Forty-nine patients with suspected amyloidosis-related cardiomyopathy underwent comprehensive CMR examination, which included assessment of myocardial T2 relaxation times, ventricular function, resting myocardial perfusion, and late gadolinium enhancement (LGE) imaging. T2-weighted basal, mid, and apical left ventricular slices were acquired in each patient using a multislice T2 magnetization preparation spiral sequence. Slice averaged T2 relaxation times were subsequently calculated offline and compared to the previously established normal range.
Twelve of the 49 patients were confirmed to have cardiac amyloidosis by biopsy. There was no difference in mean T2 relaxation times between the amyloid cases and normal controls (51.3 +/- 8.1 vs. 52.1 +/- 3.1 msec, P = 0.63). Eleven of the 12 amyloid patients had abnormal findings by CMR, eight having LGE involving either ventricles or atria and four demonstrating resting subendocardial perfusion defects.
CMR is a potentially valuable tool in the diagnosis of cardiac amyloidosis. However, calculation of myocardial T2 relaxation times does not appear useful in distinguishing areas of amyloid deposition from normal myocardium.
通过将疑似心脏淀粉样变性相关心肌病患者的左心室心肌 T2 弛豫时间与健康对照组的正常范围进行比较,评估心脏 MRI(CMR)在心脏淀粉样变性诊断中的作用。

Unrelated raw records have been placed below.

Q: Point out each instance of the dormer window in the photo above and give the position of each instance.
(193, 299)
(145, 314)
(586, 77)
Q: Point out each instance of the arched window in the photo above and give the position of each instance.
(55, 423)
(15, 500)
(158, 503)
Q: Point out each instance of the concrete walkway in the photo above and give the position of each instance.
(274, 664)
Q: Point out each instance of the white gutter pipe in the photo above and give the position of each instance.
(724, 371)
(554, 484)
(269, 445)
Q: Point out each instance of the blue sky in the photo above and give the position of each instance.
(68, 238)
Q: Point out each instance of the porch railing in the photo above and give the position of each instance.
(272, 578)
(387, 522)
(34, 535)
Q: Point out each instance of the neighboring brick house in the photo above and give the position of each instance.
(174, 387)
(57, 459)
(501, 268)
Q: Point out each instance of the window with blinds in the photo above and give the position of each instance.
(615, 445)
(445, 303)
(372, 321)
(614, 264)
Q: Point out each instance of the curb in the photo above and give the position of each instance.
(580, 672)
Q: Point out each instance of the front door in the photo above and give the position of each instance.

49 例疑似淀粉样变性相关性心肌病患者接受了全面的 CMR 检查,包括心肌 T2 弛豫时间、心室功能、静息心肌灌注和晚期钆增强(LGE)成像评估。采用多层面 T2 磁化准备螺旋序列在每位患者的左心室基底、中部和心尖层面采集 T2 加权基础、中部和心尖层面。随后离线计算层平均 T2 弛豫时间,并与先前建立的正常范围进行比较。
49 例患者中,12 例经活检证实为心脏淀粉样变性。淀粉样病例与正常对照组的平均 T2 弛豫时间无差异(51.3 +/- 8.1 与 52.1 +/- 3.1 msec,P = 0.63)。12 例淀粉样病例中有 11 例 CMR 检查结果异常,8 例存在心室或心房 LGE,4 例存在静息心内膜下灌注缺损。
CMR 是诊断心脏淀粉样变性的一种很有价值的工具。然而,计算心肌 T2 弛豫时间似乎无法用于区分淀粉样沉积区与正常心肌。